Monday, October 22, 2012

Stake in the Ground

Well the results of my MRI are this....the questionable spot in my brain is in fact a MS lesion.  So there it is.  No more guessing.  The good news is that my brain was not full of them.  I really struggled with this all last week (which is why I didn't post anything).  I am not sure why....I guess I was still hoping I wouldn't have MS.  That this was just a fluke thing.  I felt angry, hopeless, scared....like my friend said to me it was like I was grieving.  And I think I was grieving.....grieving a life I know I will never go back to.  I was angry that my youngest would probably only know me as this sick mom.  I felt hopeless thinking that God has left me and I had no idea where to go next.  I was scared that this pain would never go away and that there is more pain to come.  I felt as if I was going to become such a burden to my family.  All of this was going through my head on top of being one of the most painful weeks I have had lately.

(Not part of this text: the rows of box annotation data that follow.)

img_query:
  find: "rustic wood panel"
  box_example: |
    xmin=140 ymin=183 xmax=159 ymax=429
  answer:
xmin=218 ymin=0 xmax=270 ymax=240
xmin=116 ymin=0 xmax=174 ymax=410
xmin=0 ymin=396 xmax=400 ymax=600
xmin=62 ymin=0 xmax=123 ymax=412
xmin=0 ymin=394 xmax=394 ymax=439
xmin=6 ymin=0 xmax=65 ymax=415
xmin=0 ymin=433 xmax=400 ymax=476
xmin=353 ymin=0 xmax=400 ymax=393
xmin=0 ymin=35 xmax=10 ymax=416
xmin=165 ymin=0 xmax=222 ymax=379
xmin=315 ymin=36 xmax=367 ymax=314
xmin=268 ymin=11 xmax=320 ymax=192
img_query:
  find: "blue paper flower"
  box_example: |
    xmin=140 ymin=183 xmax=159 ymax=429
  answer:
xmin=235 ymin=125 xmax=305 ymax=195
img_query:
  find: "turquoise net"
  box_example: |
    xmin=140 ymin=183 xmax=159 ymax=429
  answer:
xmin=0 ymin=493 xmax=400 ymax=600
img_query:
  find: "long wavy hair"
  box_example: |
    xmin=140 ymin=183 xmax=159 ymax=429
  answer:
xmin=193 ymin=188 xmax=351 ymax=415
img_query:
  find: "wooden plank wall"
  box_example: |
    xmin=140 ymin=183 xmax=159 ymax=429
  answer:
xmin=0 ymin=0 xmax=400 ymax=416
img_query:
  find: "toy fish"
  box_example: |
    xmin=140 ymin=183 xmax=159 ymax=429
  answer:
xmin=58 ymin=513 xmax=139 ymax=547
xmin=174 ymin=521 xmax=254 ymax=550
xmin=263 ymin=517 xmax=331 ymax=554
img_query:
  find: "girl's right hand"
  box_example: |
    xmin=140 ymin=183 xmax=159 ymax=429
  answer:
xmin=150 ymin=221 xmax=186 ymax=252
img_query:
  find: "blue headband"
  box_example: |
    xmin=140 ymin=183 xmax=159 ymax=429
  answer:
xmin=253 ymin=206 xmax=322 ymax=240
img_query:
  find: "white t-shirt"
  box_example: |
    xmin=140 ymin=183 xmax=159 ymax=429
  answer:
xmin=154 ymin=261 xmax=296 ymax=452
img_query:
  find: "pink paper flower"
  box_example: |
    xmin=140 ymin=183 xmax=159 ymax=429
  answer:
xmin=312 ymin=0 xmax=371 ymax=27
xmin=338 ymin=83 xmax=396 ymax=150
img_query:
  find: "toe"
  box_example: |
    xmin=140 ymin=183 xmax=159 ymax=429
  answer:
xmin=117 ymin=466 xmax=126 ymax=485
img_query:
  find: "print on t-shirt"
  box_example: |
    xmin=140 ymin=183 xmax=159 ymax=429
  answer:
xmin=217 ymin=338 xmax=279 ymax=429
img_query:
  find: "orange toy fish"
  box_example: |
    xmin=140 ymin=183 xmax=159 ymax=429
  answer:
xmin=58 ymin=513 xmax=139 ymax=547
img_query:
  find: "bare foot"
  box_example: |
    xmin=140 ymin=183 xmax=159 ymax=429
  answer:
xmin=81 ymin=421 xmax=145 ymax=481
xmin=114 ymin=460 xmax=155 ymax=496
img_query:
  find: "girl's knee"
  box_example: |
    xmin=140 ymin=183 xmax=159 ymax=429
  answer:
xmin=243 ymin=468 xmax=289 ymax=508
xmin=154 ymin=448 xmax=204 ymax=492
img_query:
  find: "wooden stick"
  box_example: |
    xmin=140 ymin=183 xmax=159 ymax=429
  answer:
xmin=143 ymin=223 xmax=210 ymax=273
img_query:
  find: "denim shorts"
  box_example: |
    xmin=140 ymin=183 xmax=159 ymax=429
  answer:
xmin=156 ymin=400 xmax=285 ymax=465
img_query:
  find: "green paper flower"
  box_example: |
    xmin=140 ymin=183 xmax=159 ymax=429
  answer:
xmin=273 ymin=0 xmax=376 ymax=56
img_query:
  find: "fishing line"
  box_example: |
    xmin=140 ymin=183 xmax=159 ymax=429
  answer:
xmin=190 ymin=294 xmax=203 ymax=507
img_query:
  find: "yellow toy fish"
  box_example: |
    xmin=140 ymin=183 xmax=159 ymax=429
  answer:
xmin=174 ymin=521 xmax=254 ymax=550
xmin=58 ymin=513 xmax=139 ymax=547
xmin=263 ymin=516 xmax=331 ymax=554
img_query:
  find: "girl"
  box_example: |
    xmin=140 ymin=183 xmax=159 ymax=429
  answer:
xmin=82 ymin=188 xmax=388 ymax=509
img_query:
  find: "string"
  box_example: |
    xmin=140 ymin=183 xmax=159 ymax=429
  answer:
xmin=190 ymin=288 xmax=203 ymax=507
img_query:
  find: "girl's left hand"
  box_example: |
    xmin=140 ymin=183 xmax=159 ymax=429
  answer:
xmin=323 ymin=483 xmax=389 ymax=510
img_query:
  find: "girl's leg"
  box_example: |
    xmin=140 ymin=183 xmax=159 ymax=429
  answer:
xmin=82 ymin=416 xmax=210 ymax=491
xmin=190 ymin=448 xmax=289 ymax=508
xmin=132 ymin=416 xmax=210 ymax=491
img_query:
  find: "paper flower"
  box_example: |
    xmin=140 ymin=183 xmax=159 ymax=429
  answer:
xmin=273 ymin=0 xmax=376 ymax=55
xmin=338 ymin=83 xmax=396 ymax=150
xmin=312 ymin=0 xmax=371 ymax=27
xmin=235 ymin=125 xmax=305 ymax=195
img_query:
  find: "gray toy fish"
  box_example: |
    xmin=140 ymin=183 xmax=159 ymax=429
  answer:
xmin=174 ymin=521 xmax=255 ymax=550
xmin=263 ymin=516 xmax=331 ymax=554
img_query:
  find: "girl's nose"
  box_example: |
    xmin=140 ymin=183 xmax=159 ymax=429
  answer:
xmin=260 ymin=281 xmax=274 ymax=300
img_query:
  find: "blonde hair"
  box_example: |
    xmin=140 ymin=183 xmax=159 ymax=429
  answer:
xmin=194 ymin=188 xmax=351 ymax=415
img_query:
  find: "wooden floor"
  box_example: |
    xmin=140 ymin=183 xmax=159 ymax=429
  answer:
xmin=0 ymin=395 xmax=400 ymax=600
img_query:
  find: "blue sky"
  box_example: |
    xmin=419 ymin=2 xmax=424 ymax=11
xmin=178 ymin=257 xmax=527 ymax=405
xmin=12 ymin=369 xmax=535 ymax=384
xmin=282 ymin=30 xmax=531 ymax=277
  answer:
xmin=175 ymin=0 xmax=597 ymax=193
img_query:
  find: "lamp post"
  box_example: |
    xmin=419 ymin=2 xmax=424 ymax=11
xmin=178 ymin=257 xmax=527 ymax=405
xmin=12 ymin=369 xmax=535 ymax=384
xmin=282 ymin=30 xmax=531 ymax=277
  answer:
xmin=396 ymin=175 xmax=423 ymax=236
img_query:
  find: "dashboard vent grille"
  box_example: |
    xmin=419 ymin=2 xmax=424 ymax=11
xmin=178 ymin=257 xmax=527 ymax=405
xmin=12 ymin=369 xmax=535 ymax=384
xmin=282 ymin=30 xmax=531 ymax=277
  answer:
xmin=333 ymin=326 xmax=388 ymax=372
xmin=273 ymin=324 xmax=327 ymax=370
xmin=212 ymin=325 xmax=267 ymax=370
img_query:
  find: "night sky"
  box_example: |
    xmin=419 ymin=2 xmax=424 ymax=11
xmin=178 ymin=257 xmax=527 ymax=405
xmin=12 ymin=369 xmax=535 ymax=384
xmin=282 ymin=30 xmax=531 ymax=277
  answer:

So where am I now?  Well, as of today, I am placing a stake in the ground.  Instead of mourning my old life I am going to be excited for this new life.  God promises he will never leave me or forsake me and I am going to hold on tightly to that promise.  If I continue to look back I am going to miss what is ahead....and I don't want to do that.  I may not be able to plan like I used to or "go" like I used to but I can do one thing....one very important thing....I can live each day on my knees before the Lord, relying on his strength to make it through whatever that day brings!